Soirée hommage aux Patriotes de 1837-1838
En 1884, à Montréal, certains s’en prennent aux Patriotes. Pour répondre à ceux-ci, le Club national organise dans les locaux du journal La Patrie, propriété d’Honoré Beaugrand, une grande rencontre.
La salle de la Patrie était encombrée ; et nombre de personnes, qui n’avaient pas eu la précaution de se rendre un peu avant l’heure, ne purent trouver place à cause de la foule.
Après le président du club, Raoul Dandurand, se succèdent plusieurs orateurs. Et, bientôt, voici Honoré Mercier, qui sera premier ministre du Québec de 1887 à 1891.
L’apparition de M. Mercier fut saluée par une triple salve de bravos.
C’est un devoir, dit-il, un devoir sacré d’honorer la mémoire des grands hommes qui ont bien mérité de la patrie. Ce soir, nous venons remplir ce devoir envers ceux de nos pères qui ont versé leur sang pour notre émancipation. Il est étrange qu’après cinquante ans de régime libre, nous soyons forcés de protester contre des outrages faits à ceux qui nous ont conquis ces libertés.
Insulter la mémoire des patriotes de 1837, c’est cracher sur l’une des plus belles pages de notre histoire ; c’est jeter de la boue à la face de nos martyrs. Mais il est encore plus étrange de voir que ces injures, que cette boue trouve leur place dans un journal fondé par le patriote [Ludger] Duvernay [Celui-ci avait acheté La Minerve, déjà fondée].
M. Globenski veut réhabiliter la mémoire de son père, c’est tout naturel ; mais qu’il puisse se servir pour cela des colonnes de la Minerve, c’est inexplicable.
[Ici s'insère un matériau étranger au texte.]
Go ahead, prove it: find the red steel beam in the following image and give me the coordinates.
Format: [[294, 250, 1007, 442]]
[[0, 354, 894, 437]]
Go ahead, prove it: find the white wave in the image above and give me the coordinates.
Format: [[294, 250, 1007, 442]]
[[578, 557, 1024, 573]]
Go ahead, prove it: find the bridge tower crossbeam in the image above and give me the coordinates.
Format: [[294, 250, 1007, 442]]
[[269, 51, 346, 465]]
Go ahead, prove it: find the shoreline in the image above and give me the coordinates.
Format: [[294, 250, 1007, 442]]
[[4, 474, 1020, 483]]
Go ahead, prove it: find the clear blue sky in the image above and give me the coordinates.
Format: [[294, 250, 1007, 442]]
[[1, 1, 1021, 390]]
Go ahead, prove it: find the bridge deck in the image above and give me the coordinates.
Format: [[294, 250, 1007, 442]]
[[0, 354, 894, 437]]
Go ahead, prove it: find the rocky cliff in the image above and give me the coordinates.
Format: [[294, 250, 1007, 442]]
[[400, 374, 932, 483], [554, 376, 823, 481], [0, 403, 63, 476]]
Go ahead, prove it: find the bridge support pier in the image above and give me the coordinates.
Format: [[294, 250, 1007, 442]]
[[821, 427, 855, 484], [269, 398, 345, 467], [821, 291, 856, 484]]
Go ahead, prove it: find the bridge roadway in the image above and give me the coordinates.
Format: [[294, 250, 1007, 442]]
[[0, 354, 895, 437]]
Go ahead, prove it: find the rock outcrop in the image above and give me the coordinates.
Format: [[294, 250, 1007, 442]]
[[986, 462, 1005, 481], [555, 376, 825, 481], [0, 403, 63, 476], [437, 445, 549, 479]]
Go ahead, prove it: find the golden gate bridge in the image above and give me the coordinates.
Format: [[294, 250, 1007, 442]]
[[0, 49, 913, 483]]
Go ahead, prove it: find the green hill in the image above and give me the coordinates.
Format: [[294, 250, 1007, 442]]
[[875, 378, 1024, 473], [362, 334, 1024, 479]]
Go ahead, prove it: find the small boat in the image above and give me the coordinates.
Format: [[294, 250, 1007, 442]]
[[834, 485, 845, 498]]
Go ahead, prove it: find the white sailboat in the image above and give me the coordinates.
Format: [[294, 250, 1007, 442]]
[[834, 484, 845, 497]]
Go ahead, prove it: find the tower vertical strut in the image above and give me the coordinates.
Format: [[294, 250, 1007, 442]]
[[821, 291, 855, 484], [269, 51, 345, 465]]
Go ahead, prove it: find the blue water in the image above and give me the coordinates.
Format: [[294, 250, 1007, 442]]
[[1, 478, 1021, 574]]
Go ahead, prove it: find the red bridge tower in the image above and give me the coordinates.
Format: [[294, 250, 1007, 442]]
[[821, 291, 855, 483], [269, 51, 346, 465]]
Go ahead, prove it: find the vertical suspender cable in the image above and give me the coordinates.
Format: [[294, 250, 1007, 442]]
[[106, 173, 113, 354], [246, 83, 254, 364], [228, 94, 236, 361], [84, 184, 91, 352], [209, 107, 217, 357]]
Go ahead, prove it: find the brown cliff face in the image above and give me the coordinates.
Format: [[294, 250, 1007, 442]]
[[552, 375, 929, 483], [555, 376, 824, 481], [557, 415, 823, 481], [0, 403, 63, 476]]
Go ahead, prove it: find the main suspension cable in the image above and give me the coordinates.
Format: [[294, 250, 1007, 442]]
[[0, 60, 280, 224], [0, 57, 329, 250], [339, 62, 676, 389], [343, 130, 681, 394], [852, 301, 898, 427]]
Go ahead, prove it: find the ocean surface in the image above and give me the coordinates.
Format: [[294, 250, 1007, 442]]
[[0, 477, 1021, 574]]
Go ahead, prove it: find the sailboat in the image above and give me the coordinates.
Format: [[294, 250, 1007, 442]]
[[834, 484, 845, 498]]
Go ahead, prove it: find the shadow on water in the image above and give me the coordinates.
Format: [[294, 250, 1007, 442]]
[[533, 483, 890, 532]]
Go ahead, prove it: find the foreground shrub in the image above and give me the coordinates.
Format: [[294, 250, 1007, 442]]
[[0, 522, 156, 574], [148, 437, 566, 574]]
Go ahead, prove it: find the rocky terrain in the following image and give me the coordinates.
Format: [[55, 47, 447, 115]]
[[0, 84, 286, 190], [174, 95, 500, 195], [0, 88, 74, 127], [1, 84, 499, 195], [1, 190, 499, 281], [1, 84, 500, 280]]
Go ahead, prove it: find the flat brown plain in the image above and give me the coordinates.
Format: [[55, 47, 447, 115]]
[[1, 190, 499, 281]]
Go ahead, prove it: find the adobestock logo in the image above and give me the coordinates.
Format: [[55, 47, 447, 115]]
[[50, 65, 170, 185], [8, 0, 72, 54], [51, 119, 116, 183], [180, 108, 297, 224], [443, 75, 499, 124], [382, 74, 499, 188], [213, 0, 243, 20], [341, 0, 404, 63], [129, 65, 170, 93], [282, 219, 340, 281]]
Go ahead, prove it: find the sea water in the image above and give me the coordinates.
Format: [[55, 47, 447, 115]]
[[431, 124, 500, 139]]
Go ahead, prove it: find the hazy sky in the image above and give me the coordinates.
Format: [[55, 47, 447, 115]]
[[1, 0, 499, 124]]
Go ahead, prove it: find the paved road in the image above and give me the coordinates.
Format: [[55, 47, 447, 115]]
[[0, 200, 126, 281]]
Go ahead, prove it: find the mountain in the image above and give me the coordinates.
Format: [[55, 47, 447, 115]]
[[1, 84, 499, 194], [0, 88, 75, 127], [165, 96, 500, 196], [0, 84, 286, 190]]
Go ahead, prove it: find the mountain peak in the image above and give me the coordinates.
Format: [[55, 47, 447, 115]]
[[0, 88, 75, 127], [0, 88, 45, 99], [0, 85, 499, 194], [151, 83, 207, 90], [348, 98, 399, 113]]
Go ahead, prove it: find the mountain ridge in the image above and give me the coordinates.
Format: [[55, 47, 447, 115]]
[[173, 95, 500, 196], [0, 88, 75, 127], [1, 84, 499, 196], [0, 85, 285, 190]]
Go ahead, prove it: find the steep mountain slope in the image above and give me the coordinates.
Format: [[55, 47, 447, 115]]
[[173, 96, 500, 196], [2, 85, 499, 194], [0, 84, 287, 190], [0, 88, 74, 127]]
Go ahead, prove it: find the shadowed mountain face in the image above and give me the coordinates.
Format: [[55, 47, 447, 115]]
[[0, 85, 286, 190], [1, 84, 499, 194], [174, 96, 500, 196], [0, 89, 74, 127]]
La révolte de 1837 fut produite par la tyrannie de nos persécuteurs. Cette révolte a brisé nos fers. Avant 1837, nous n’avions qu’un seul droit, celui de nous soumettre. Depuis cette époque, nul peuple n’est plus libre que nous. Pourquoi ? Parce que nos pères, en donnant leur sang pour la liberté ont prouvé qu’ils étaient dignes de la posséder.
L’orateur évoque ici le souvenir de [Louis-Joseph] Papineau et de ses vaillants compagnons. Il passe en revue les principaux événements de l’époque — St-Denis, St-Charles, St-Eustache Il rend un hommage éclatant à [Jean-Olivier] Chénier.
Ce furent des héros, dit-il, et ils sont dignes de figurer sur le grand martyrologe de ceux qui ont conquis au prix de leur sang les privilèges dont jouit aujourd’hui l’humanité. Ils ont réellement fondé la nation canadienne, car ce n’est pas une nation qu’un peuple d’ilotes. Montrons-nous dignes d’eux en mettant à profit les fruits de leurs sacrifices et de leur dévouement.